You will also be discussing how best to assess the ability of a financial system to withstand stress and the sort of early warning signals we should use to predict the probability of financial crises. The health of individual financial institutions clearly affects the resilience of the financial system as a whole. But we also need to know the policy instruments that authorities have available. Access to liquid funds under favorable conditions also helps a country withstand stress, which is one reason why we will be reforming our Contingent Credit Line facility to make it more user-friendly. Meanwhile, in forecasting where problems might arise, we need adequate, timely, and accurate data; sufficient transparency in the private and public sectors; and good, policy-oriented models.

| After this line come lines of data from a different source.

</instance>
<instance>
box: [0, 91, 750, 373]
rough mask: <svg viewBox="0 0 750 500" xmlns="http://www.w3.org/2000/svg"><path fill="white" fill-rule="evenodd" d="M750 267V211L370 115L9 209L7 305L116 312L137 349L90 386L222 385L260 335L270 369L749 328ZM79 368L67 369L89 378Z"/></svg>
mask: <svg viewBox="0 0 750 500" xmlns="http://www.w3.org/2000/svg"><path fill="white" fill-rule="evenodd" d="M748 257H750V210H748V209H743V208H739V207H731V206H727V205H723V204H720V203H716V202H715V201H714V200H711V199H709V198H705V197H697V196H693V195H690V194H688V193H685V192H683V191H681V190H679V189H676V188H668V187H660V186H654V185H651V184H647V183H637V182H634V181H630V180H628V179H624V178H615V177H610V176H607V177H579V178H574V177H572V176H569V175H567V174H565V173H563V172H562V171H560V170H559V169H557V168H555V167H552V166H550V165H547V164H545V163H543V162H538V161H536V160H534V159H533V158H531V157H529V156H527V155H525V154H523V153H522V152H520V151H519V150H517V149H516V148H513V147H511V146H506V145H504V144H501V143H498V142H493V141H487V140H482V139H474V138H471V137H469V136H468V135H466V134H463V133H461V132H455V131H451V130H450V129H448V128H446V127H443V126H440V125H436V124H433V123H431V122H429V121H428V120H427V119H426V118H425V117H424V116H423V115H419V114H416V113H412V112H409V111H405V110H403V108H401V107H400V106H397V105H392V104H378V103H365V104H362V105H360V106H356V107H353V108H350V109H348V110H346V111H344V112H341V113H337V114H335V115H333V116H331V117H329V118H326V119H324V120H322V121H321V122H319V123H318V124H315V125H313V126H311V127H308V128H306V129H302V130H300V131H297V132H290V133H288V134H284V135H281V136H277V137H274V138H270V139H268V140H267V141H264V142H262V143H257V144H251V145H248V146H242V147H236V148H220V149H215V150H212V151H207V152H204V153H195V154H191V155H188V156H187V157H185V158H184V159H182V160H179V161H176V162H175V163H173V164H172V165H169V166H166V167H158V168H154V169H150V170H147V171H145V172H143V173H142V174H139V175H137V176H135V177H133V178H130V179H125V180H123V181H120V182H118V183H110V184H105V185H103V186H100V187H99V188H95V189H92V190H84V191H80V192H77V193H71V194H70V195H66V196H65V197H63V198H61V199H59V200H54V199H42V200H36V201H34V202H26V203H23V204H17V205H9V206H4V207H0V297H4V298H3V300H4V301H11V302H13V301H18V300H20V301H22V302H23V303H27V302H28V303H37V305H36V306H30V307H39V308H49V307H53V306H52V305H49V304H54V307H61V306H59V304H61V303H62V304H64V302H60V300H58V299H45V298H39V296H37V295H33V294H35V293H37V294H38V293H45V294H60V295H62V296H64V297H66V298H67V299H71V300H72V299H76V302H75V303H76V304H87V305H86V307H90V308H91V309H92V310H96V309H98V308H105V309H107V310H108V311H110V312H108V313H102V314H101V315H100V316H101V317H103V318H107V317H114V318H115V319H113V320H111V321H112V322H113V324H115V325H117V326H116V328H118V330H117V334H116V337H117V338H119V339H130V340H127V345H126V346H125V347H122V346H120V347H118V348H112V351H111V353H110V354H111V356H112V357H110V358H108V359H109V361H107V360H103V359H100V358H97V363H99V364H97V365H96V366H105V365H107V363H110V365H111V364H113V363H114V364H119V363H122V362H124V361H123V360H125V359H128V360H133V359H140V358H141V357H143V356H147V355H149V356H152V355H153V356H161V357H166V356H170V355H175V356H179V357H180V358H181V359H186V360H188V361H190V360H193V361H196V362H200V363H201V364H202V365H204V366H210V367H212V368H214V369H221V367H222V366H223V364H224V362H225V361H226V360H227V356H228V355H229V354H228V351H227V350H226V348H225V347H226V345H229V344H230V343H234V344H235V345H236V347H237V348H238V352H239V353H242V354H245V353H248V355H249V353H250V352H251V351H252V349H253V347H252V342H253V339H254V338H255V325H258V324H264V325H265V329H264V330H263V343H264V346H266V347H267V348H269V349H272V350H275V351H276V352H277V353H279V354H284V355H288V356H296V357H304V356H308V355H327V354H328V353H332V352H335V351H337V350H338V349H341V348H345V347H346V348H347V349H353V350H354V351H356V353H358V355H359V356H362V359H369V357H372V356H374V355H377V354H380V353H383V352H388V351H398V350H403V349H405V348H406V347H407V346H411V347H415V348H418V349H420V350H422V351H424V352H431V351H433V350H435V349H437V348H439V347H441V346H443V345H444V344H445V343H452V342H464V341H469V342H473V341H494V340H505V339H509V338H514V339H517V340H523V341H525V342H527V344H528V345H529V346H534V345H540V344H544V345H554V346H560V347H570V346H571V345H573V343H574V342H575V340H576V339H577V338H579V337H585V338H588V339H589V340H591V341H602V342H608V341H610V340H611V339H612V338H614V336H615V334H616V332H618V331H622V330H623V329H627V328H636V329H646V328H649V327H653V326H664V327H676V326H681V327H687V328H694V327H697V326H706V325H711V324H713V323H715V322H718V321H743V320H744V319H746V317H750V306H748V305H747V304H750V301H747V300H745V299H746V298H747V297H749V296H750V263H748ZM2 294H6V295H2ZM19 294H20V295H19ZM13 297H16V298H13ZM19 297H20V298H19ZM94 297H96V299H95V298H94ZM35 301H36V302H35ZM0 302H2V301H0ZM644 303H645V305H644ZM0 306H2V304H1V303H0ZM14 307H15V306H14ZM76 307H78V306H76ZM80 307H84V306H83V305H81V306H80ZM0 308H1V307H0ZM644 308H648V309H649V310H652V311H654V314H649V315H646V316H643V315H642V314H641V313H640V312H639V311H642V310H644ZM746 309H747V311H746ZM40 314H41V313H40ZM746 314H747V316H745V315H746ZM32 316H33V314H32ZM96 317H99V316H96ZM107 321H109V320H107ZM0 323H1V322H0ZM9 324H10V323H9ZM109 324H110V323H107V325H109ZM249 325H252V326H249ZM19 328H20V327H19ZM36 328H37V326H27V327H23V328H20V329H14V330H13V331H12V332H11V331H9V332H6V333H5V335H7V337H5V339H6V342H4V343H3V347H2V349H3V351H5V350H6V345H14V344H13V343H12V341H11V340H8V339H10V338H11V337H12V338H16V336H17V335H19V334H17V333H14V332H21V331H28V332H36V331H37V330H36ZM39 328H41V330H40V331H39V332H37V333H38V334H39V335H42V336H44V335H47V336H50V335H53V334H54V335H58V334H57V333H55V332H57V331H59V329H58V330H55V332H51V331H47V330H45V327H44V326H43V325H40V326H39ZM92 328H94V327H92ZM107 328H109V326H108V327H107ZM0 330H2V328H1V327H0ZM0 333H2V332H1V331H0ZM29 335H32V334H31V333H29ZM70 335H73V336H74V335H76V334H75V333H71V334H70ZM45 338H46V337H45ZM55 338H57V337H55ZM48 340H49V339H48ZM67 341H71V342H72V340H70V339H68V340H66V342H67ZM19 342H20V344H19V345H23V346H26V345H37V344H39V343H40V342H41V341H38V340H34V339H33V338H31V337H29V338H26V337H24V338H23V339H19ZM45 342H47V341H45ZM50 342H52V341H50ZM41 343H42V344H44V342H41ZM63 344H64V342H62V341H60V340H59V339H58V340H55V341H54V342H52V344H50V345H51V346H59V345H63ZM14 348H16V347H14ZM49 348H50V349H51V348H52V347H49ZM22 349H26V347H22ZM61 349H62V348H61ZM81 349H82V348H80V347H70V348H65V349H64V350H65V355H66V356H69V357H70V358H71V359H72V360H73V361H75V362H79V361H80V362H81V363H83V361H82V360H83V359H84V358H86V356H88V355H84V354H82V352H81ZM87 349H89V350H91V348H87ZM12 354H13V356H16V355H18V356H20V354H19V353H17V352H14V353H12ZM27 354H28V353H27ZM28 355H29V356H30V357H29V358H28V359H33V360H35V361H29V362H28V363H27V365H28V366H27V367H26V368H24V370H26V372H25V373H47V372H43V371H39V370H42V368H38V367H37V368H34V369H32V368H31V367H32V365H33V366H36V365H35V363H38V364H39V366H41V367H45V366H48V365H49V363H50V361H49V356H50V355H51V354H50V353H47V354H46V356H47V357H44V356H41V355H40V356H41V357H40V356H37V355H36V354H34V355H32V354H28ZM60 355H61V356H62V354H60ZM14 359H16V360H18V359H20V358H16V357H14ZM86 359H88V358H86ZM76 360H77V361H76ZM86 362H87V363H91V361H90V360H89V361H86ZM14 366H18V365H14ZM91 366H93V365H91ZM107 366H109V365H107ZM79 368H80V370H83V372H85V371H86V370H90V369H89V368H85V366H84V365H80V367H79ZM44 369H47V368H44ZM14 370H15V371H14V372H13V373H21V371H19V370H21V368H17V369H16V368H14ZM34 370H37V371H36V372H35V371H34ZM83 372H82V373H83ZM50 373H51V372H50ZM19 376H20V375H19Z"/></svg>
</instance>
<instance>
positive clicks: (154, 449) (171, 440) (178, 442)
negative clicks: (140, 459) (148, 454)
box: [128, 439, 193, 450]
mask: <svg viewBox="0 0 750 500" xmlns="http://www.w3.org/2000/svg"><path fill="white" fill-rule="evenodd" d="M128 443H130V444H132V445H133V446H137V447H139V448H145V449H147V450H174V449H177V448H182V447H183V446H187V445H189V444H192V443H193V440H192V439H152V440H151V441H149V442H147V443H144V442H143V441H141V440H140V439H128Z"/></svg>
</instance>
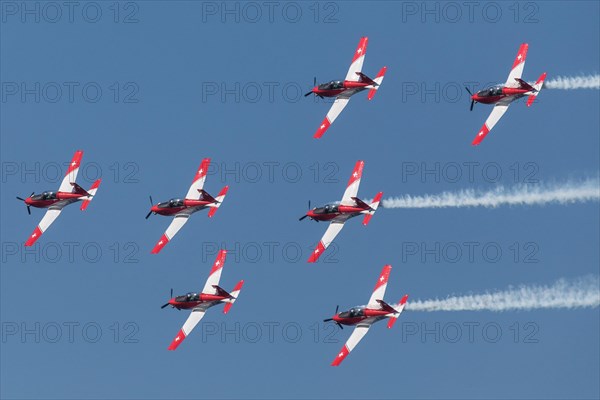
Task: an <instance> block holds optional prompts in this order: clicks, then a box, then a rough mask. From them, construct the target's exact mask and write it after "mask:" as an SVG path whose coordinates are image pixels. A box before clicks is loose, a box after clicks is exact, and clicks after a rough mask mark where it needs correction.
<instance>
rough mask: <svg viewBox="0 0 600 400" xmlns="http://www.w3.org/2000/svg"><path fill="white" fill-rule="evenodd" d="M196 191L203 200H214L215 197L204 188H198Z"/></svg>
mask: <svg viewBox="0 0 600 400" xmlns="http://www.w3.org/2000/svg"><path fill="white" fill-rule="evenodd" d="M198 193H200V199H201V200H205V201H210V202H213V203H214V202H216V200H215V198H214V197H212V196H211V195H210V194H208V192H207V191H206V190H204V189H198Z"/></svg>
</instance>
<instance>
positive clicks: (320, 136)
mask: <svg viewBox="0 0 600 400" xmlns="http://www.w3.org/2000/svg"><path fill="white" fill-rule="evenodd" d="M368 41H369V39H368V38H367V37H362V38H360V41H359V42H358V47H357V48H356V51H355V52H354V57H353V58H352V64H350V69H349V70H348V73H347V74H346V78H345V79H344V80H343V81H331V82H327V83H323V84H320V85H318V86H317V79H316V78H315V81H314V86H315V87H314V88H313V89H312V90H311V91H310V92H308V93H306V94H305V95H304V96H305V97H306V96H308V95H310V94H312V93H314V94H315V95H316V96H319V97H321V98H323V97H335V98H336V99H335V102H334V103H333V106H331V109H330V110H329V112H328V113H327V116H326V117H325V119H324V120H323V122H322V123H321V125H320V126H319V129H317V132H316V133H315V134H314V136H313V137H314V138H317V139H318V138H320V137H321V136H323V134H324V133H325V131H327V129H329V126H330V125H331V124H333V121H335V119H336V118H337V117H338V115H340V113H341V112H342V110H343V109H344V107H346V105H347V104H348V102H349V101H350V97H351V96H352V95H354V94H356V93H359V92H362V91H363V90H367V89H368V90H369V94H368V95H367V98H368V99H369V100H371V99H373V96H375V92H376V91H377V89H379V86H380V85H381V82H382V81H383V76H384V75H385V71H386V70H387V67H383V68H381V70H380V71H379V73H378V74H377V76H376V77H375V79H371V78H369V77H368V76H366V75H365V74H363V73H362V72H361V70H362V65H363V63H364V61H365V55H366V53H367V42H368Z"/></svg>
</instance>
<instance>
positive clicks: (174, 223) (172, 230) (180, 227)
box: [151, 214, 190, 254]
mask: <svg viewBox="0 0 600 400" xmlns="http://www.w3.org/2000/svg"><path fill="white" fill-rule="evenodd" d="M189 218H190V216H189V214H177V215H176V216H175V218H173V221H171V224H170V225H169V227H168V228H167V230H166V231H165V233H164V234H163V235H162V236H161V237H160V240H159V241H158V242H157V243H156V245H155V246H154V248H153V249H152V251H151V253H152V254H158V253H160V251H161V250H162V248H163V247H165V246H166V245H167V243H169V242H170V241H171V239H173V236H175V235H176V234H177V232H179V230H180V229H181V228H183V225H185V223H186V222H187V221H188V219H189Z"/></svg>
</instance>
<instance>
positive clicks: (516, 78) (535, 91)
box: [515, 78, 537, 92]
mask: <svg viewBox="0 0 600 400" xmlns="http://www.w3.org/2000/svg"><path fill="white" fill-rule="evenodd" d="M515 81H517V82H519V86H520V87H521V89H527V90H529V91H530V92H536V91H537V90H536V88H534V87H533V86H531V85H530V84H529V83H527V82H525V81H524V80H523V79H521V78H515Z"/></svg>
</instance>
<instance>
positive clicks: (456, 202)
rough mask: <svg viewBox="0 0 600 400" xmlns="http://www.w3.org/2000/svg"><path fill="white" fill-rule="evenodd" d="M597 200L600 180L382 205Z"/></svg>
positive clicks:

We are also looking forward to hearing your views on the implications of international capital mobility for financial sector stability. As you know, the IMF continues to hold the view that liberal arrangements for capital movements are beneficial to both domestic and global economic development in the long term. But we also emphasize that the process of liberalization should be orderly and tailored to individual country situations.

Countries have been experimenting with a variety of strategies—monetary and exchange rate policies, as well as prudential limits on capital inflows—to shield themselves from financial instability originating abroad. Many also believe that capital mobility can have a beneficial impact on the achievement of domestic financial system stability. We can all benefit from further research and informed debate on all these issues. I am sure that the discussion at this seminar will help in this effort.

We have been cooperating with many official sector bodies and that will continue. With the private sector, the IMF is fostering cooperation in crisis prevention and resolution, as well as engaging in constructive dialogue over a variety of issues of common interest. Our new Managing Director, Horst Köhler, has made it clear that he would like to see “constructive engagement” with the private sector in good times as well as bad, without giving up the principle that the private sector has a role to play in resolving financial crises. The private sector has been active in formulating some of the fundamental ideas that drive regulatory, supervisory, and oversight policies; the analysis of country vulnerabilities; and the measurement and management of financial risks. These efforts have been recognized by the Basel Committee.


Let me close by saying that I am delighted that so many people of such diverse experience and expertise have been willing to accept the IMF’s invitation to come and participate in this seminar. A key objective of these seminars is to have the IMF staff benefit from the experience and insights of others, and to help researchers and policymakers understand better some of the policy questions that confront us. To resolve these questions requires a combination of sophisticated theoretical and empirical analyses, as well as insights from the practical experience of those who operate in financial markets. I hope, therefore, that you will all find this seminar as valuable as I know the IMF staff will and that you all end up not only taking away something valuable and enlightening from the event, but also having contributed to it.